Enemion biternatum

False rue-anemone
Scientific classification
Kingdom:Plantae
Clade:Angiosperms
Clade:Eudicots
Order:Ranunculales
Family:Ranunculaceae
Genus:Enemion
Species: E. biternatum
Binomial name
Enemion biternatum
Synonyms
  • Isopyrum biternatum (Rafinesque) Torrey & A. Gray

Enemion biternatum (also Isopyrum biternatum), commonly known as the false rue-anemone, is a spring ephemeral native to moist deciduous woodland in the eastern United States and extreme southern Ontario.[1]

Description

The plant sends up evergreen basal leaves in the fall,[2] flower stems in the spring, and goes dormant in late spring and early summer after the seed ripens.

Leaves are twice or thrice compound with groups of three leaflets. Leaflets are smooth-edged, irregularly and deeply lobed twice or thrice, often with one to three secondary shallow lobes. Basal leaves are held on long stalks, and there are leaves arranged alternately up the flowering stems, with shorter stalks. All stems are reddish and hairless.[3]

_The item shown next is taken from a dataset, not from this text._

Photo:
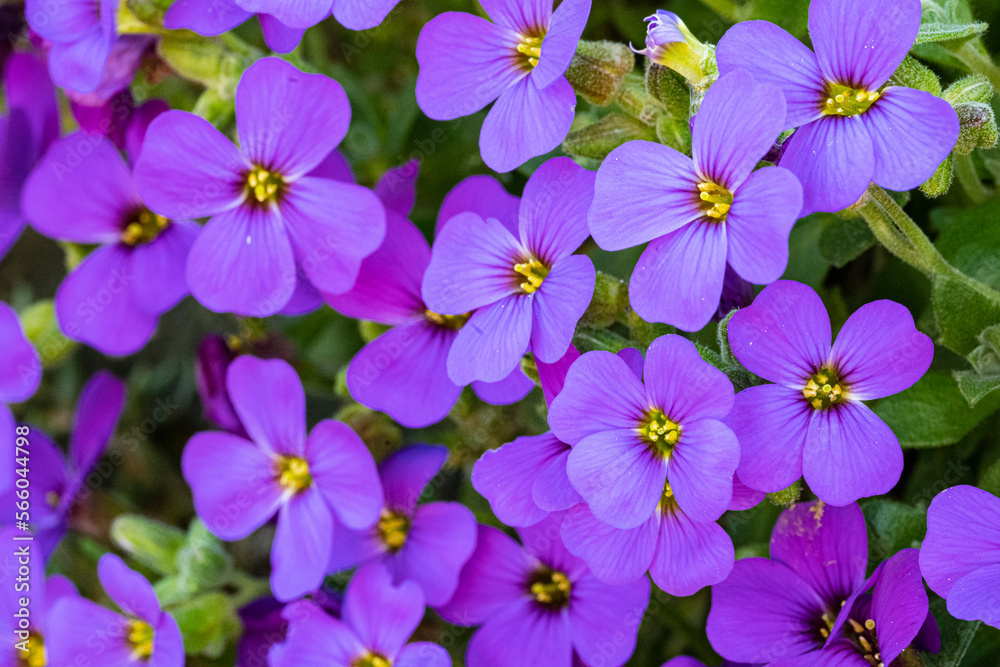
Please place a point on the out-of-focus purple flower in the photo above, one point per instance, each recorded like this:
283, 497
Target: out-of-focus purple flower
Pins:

The root system is weakly rhizomatous,[1] and occasionally produces small tubers. Plants spread over time to form thick colonies.[4]

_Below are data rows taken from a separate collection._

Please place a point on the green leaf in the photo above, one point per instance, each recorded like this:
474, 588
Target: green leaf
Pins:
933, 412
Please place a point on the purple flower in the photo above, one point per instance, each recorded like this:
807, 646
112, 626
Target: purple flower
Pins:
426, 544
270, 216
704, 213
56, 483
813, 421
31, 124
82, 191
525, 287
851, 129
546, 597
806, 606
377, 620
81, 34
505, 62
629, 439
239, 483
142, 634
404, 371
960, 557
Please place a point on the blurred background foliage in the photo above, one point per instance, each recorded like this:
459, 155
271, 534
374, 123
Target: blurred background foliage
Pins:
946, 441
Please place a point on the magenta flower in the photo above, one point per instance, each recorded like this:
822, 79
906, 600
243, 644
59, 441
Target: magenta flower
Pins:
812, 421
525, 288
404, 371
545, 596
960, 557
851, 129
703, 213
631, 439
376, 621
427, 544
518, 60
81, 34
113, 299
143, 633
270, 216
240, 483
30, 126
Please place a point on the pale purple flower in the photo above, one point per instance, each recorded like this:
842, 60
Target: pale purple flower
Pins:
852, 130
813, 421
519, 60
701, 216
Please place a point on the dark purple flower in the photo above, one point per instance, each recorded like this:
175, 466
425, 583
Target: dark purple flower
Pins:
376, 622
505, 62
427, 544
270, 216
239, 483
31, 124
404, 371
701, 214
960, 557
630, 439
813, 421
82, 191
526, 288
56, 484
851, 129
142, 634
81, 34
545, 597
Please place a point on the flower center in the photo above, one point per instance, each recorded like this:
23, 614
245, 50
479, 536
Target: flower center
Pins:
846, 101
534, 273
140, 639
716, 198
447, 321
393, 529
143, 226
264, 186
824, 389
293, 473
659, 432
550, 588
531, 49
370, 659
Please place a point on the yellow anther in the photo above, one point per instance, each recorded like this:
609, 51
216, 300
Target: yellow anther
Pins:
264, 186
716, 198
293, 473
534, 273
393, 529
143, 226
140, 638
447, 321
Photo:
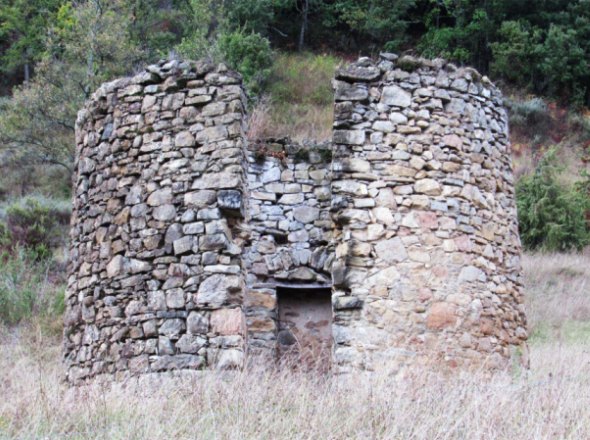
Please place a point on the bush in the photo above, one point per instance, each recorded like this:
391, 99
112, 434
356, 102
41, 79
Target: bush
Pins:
531, 118
249, 54
35, 223
26, 289
551, 216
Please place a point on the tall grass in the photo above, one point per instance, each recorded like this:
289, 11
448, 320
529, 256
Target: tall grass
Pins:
550, 402
299, 99
28, 288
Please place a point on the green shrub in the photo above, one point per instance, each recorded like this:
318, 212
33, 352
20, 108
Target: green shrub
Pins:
551, 216
26, 288
532, 114
249, 54
36, 223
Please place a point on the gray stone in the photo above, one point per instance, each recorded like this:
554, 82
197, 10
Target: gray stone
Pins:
306, 214
391, 251
160, 197
184, 139
396, 96
215, 290
349, 137
165, 213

The flowering stems are 4 to 16 inches (10 to 40 cm) high.[3] Flowers are produced singly or in leafy racemes of two to four flowers,[5] which means that there are leaves arranged alternately up the stems and flowers are in stems that come out of leaf axils. On either side of the leaf axils are two rounded stipules.[5]

A closeup of a flower

The flowers have five white petal-like sepals that are each 5.5–13.5 mm (316916 in) long and 3.5–8.5 mm (18516 in) wide,[1] 25-50 stamens with yellow pollen on the anthers, and three to six green carpels.[6] If a carpel is fertilized, it develops into a beaked pod (follicle). When ripe, the pod splits open on one side to release several reddish-brown seeds.[5]

Ecology

The flowers produce pollen, but no nectar. Small insects such as sweat bees (Lasioglossum and Halictus), mining bees (Andrena), honeybees (Apis mellifera), and hoverflies visit the flowers to collect or feed on pollen. Some bees likely visit searching in vain for nectar.[4]

Status

Enemion biternatum is listed as a schedule 1 threatened species in Canada, where only 6 populations were reported in southwestern Ontario.[7]

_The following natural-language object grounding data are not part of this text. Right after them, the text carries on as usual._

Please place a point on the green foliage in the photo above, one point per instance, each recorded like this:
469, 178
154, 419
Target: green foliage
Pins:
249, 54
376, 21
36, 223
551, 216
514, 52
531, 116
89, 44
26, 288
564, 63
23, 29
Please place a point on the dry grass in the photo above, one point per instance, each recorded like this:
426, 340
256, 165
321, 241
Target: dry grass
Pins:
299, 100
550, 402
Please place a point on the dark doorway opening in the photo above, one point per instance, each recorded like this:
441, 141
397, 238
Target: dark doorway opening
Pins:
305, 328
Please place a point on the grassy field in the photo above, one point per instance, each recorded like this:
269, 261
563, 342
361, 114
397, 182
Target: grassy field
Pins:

Isopyrum biternatum is listed as an endangered species in Florida, where it has only been reported in Jackson and Washington counties.[8]

Similar species

The false rue-anemone is often confused with the similar species, the rue-anemone (Thalictrum thalictroides). The false rue-anemone holds its flowers in leaf axils, most often singly. The flowers of a rue-anemone appear in a cluster above a whorl of leaf-like bracts, most often in groups of 3-6. The rue-anemone has a greater variation in flower size, and while false rue-anemones always have five sepals, rue-anemones most often have more than five. Sometimes rue-anemone sepals are pale to dark pink, whereas false rue-anemone sepals are always white. False rue-anemones have a small cluster of no more than six green carpels in the center of the flower, while rue-anemones sometimes have as many as fifteen. False rue-anemones usually have deep clefts in their leaves, while rue-anemones do not.

References

  1. 1 2 3 Ford, Bruce A. (1997). "Enemion biternatum". In Flora of North America Editorial Committee. Flora of North America North of Mexico (FNA). 3. New York and Oxford. Retrieved 28 April 2016 via eFloras.org, Missouri Botanical Garden, St. Louis, MO & Harvard University Herbaria, Cambridge, MA.
  2. A. A. Reznicek; E. G. Voss; B. S. Walters (February 2011). "Enemion biternatum". Michigan Flora Online. University of Michigan. Retrieved April 29, 2016.
  3. 1 2 Chayka, Katy; Dziuk, Peter (2016). "Enemion biternatum (False Rue Anemone)". Minnesota Wildflowers.
  4. 1 2 Hilty, John (2016). "False Rue Anemone (Enemion biternatum)". Illinois Wildflowers.
  5. 1 2 3 Bebeau, G. D. (2013). "False Rue-anemone, Enemion biternatum Raf". Plants of the Eloise Butler Wildflower Garden.
  6. Torrey, John; Gray, Asa (1838). A Flora of North America, Volume 1. New York: Wiley & Putnam. p. 660.
  7. "Species Profile (False Rue-anemone)". Species at Risk Public Registry. Government of Canada. 2005.
  8. Coile, Nancy C.; Garland, Mark A. (2003). Notes on Florida’s Endangered and Threatened Plants. Botany Contribution No. 38 (PDF) (4th ed.). Gainesville: Florida Department of Agriculture and Consumer Services, Division of Plant Industry. p. 29.